The soaring cost of living is clearly posing challenges for everyone, including the financial services sector. Just as the Financial Conduct Authority reminds lenders of their responsibilities to vulnerable customers, those same companies are finding their resources stretched by mounting levels of consumer and business debt. It is expected that disability and vulnerability cases will continue to increase by 20% all the way up to 2030. With these significant challenges, how can firms improve their support for struggling customers in such difficult circumstances?
When a business the size of Lloyds Banking Group provides 64,000 employees with a £1,000 payment to help them cope with the cost of living, it’s clear we’re living through extraordinary times. We’ve all seen the media coverage of people struggling with their financial obligations, and an Office of National Statistics survey this spring found that 77% of adults are worried about the rising cost of living, with 50% worrying about it ‘nearly every day’.

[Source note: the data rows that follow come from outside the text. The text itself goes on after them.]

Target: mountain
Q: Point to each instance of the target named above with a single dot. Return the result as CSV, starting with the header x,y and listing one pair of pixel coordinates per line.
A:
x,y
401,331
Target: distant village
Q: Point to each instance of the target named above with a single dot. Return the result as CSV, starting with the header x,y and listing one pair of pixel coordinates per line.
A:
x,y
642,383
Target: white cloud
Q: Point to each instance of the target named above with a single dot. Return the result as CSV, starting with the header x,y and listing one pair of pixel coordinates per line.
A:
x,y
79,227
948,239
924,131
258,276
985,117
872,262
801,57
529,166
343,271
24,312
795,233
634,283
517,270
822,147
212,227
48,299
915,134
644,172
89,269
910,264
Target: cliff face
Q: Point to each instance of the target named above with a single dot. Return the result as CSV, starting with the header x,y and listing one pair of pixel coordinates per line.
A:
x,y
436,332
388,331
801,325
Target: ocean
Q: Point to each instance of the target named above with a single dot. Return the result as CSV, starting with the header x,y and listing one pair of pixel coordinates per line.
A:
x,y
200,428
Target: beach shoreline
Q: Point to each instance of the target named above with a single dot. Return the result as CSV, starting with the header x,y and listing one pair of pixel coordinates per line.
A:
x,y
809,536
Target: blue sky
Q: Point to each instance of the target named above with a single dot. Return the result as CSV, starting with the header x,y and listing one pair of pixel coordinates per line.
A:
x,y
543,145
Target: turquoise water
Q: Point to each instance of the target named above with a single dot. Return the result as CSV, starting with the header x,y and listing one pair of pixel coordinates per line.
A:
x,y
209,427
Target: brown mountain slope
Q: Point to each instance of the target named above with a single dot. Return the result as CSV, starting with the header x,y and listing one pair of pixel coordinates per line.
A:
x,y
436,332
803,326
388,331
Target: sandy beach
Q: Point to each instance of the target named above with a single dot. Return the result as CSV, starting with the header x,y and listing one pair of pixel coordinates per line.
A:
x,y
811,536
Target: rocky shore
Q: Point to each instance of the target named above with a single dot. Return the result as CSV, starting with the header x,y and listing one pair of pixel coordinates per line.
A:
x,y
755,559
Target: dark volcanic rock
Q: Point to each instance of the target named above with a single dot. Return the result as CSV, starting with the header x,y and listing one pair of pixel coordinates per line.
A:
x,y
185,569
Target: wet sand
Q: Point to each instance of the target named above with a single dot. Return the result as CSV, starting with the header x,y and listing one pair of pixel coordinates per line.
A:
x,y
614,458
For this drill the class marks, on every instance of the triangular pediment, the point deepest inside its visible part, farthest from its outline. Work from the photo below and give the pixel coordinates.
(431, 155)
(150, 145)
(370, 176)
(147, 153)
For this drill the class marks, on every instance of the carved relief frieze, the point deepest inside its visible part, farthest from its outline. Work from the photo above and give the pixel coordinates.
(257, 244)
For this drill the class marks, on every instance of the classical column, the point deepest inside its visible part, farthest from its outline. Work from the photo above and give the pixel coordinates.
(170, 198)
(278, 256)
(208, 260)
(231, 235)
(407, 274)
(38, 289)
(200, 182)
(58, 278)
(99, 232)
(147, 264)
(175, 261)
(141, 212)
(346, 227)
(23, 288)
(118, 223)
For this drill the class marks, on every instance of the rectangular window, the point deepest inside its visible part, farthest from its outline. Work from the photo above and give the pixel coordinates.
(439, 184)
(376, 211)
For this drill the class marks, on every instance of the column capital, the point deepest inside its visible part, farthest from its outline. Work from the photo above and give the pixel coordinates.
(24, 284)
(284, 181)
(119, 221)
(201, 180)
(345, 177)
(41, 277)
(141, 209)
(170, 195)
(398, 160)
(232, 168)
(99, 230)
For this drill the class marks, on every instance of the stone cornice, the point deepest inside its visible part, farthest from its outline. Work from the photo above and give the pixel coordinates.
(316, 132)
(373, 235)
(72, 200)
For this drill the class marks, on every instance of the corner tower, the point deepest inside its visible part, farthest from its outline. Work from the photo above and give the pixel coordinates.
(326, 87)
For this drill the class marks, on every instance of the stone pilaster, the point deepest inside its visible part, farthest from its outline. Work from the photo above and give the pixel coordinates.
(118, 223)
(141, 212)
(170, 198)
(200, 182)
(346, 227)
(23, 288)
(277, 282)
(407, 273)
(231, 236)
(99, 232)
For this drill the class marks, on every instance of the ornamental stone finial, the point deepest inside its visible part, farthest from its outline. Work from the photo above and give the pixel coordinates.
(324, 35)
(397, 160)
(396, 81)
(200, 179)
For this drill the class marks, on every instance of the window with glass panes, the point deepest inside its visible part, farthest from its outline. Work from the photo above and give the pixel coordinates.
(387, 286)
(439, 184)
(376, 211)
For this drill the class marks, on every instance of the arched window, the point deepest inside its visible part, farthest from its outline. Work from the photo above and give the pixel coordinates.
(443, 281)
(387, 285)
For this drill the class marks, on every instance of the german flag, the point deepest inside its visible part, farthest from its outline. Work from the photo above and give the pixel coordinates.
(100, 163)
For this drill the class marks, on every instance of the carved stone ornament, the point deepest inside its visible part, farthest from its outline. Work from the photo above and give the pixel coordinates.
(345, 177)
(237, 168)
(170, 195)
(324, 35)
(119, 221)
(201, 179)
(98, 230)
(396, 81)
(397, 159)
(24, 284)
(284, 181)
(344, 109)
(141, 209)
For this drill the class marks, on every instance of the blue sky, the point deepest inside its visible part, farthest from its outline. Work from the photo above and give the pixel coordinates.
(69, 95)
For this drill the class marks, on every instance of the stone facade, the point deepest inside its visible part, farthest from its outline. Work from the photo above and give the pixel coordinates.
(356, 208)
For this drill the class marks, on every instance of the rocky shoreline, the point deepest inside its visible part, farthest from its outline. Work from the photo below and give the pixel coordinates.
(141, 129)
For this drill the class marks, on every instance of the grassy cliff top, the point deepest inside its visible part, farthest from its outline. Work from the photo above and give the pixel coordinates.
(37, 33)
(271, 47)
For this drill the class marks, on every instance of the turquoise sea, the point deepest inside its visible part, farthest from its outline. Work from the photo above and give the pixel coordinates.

Following hot on the heels of the pandemic crisis, this also piles extra pressure on the financial services sector as hard-pressed customers struggle to keep up with payments. On 16 June, the Financial Conduct Authority (FCA) wrote to more than 3,500 lenders “to remind them of the standards they should meet as consumers across the country are affected by the rising cost of living”. With inflation soaring, interest rates rising, and energy prices set for another hike in the autumn, these problems are set to intensify, and it’s not just consumers that are struggling – many business borrowers are also in financial difficulty, often exacerbated by the supply chain problems that developed during the pandemic coupled with consumers reducing their spending on home improvements, meals out, take-aways and other non-essential items.
What are lenders asking?
As a result, we’ve been in discussions with financial services companies and debt collection agencies who are keen to explore fresh ways of managing customers in financial difficulty – both in terms of coping with current volumes of debt, and preparing for it to get even worse. Several questions keep popping up. Do we have enough staff in place to speak to customers who are in difficulty? How much of this capability exists and where it doesn’t how do we forecast accurately to know when to bring in more people and at what skill level? Do our staff need additional training? How do we balance FCA requirements with practical business logistics? And how can we rise to the challenge by improving our processes?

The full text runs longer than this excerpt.